Three hundred and fifteen patients were enrolled in this study. In patients with stage III-IV adenocarcinoma and Squamous cell carcinoma, the objective response rate (ORR) and disease control rate (DCR) were 35.5% (87/245) and 93.5% (229/245), respectively, the median progression-free survival (PFS) was 10.8 months, and the median overall survival (OS) was not reached. A total of 132 patients received ICIs as the first-line treatment, the median treatment cycle was 8 cycles (2-20 cycles), the short-term efficacy ORR was 38.6%, DCR was 93.9%, and the median PFS was 11.4 months. One hundred thirteen patients received ICIs treatment as second-line treatment, the median treatment cycle was five cycles (2-10 cycles), the short-term efficacy ORR was 31.9%, DCR was 92.9%, and the median PFS was 10.0 months. There were no statistically significant differences in ORR, DCR, or median PFS with ICIs as the first-line treatment compared with the second-line treatment(P > 0.05). The results of subgroup analysis showed that Eastern Cooperative Oncology Group performance status (ECOG PS), epidermal growth factor receptor (EGFR) mutation status, pathological type and number of treatment lines were not correlated with median PFS(P > 0.05). However, there were statistically significant differences in programmed death-ligand 1(PD-L1) expression, corticosteroid interference, and antibiotic (Abx) treatment among all groups (P < 0.05). In terms of safety, the overall incidence of adverse reactions in 315 patients was 62.5%, and the incidence of immune-related adverse events (irAEs) was 13.7%. Grade 1-2 and 3-4 incidence of adverse events were 34.9 and 27.65%, respectively. There were four patients who experienced fatal irAEs, two cases were liver damage leading to liver failure, one case was immune related pneumonia, and one case was immune related myocarditis.
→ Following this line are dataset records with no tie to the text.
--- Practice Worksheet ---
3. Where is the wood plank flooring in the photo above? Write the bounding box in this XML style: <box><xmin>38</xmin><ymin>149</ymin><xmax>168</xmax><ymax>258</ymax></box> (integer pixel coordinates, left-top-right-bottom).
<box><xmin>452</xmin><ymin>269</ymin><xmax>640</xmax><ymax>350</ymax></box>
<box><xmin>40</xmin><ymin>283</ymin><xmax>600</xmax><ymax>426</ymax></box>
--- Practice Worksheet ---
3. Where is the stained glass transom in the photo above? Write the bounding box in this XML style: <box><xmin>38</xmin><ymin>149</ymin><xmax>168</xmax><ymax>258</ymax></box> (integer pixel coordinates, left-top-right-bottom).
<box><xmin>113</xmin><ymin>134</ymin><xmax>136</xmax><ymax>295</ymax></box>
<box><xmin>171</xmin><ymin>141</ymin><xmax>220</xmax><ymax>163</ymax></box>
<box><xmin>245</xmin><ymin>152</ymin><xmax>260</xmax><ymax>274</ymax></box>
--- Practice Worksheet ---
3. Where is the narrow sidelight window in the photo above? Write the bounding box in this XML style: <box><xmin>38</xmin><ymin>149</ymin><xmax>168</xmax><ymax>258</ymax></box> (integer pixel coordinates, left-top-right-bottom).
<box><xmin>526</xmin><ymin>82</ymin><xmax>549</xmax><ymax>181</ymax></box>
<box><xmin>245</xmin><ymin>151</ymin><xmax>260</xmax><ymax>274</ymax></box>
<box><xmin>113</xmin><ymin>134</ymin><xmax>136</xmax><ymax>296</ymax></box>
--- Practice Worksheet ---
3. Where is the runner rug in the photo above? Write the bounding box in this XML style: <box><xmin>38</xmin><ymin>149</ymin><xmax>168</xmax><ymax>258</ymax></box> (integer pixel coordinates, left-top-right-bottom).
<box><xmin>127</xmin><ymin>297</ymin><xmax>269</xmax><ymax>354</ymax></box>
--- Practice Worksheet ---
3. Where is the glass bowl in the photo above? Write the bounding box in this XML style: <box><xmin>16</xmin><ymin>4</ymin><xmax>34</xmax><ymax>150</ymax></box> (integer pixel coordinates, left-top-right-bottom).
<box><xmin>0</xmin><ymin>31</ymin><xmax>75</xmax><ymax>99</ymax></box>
In the real world, ICIs has a good effect on patients with lung cancer and significantly improves ORR and PFS.
本研究旨在探讨免疫检查点抑制剂(ICIs)在肺癌治疗中的临床应用、疗效和安全性。
对 2015 年 1 月至 2021 年 3 月在该地区四家三级医院接受 ICI 治疗的患者进行回顾性、观察性分析,评估 ICI 单药或联合化疗和抗血管药物在肺癌一线或二线治疗中的临床疗效。
本研究共纳入 315 例患者。在 III 期和 IV 期腺癌和鳞状细胞癌患者中,客观缓解率(ORR)和疾病控制率(DCR)分别为 35.5%(87/245)和 93.5%(229/245),中位无进展生存期(PFS)为 10.8 个月,中位总生存期(OS)未达到。共有 132 例患者接受 ICI 作为一线治疗,中位治疗周期为 8 个周期(2-20 个周期),短期疗效 ORR 为 38.6%,DCR 为 93.9%,中位 PFS 为 11.4 个月。113 例患者接受 ICI 二线治疗,中位治疗周期为 5 个周期(2-10 个周期),短期疗效 ORR 为 31.9%,DCR 为 92.9%,中位 PFS 为 10.0 个月。ICI 作为一线治疗与二线治疗相比,ORR、DCR 或中位 PFS 无统计学差异(P>0.05)。亚组分析结果显示,东部肿瘤协作组表现状态(ECOG PS)、表皮生长因子受体(EGFR)突变状态、病理类型和治疗线数与中位 PFS 均无相关性(P>0.05)。然而,在所有组中,程序性死亡配体 1(PD-L1)表达、皮质类固醇干扰和抗生素(Abx)治疗均有统计学差异(P<0.05)。在安全性方面,315 例患者总体不良反应发生率为 62.5%,免疫相关不良事件(irAEs)发生率为 13.7%。不良反应发生率为 1-2 级和 3-4 级分别为 34.9%和 27.65%。有 4 例患者发生致命的 irAEs,2 例为肝损伤导致肝衰竭,1 例为免疫相关性肺炎,1 例为免疫相关性心肌炎。
在真实世界中,ICI 对肺癌患者有较好的疗效,显著提高了 ORR 和 PFS。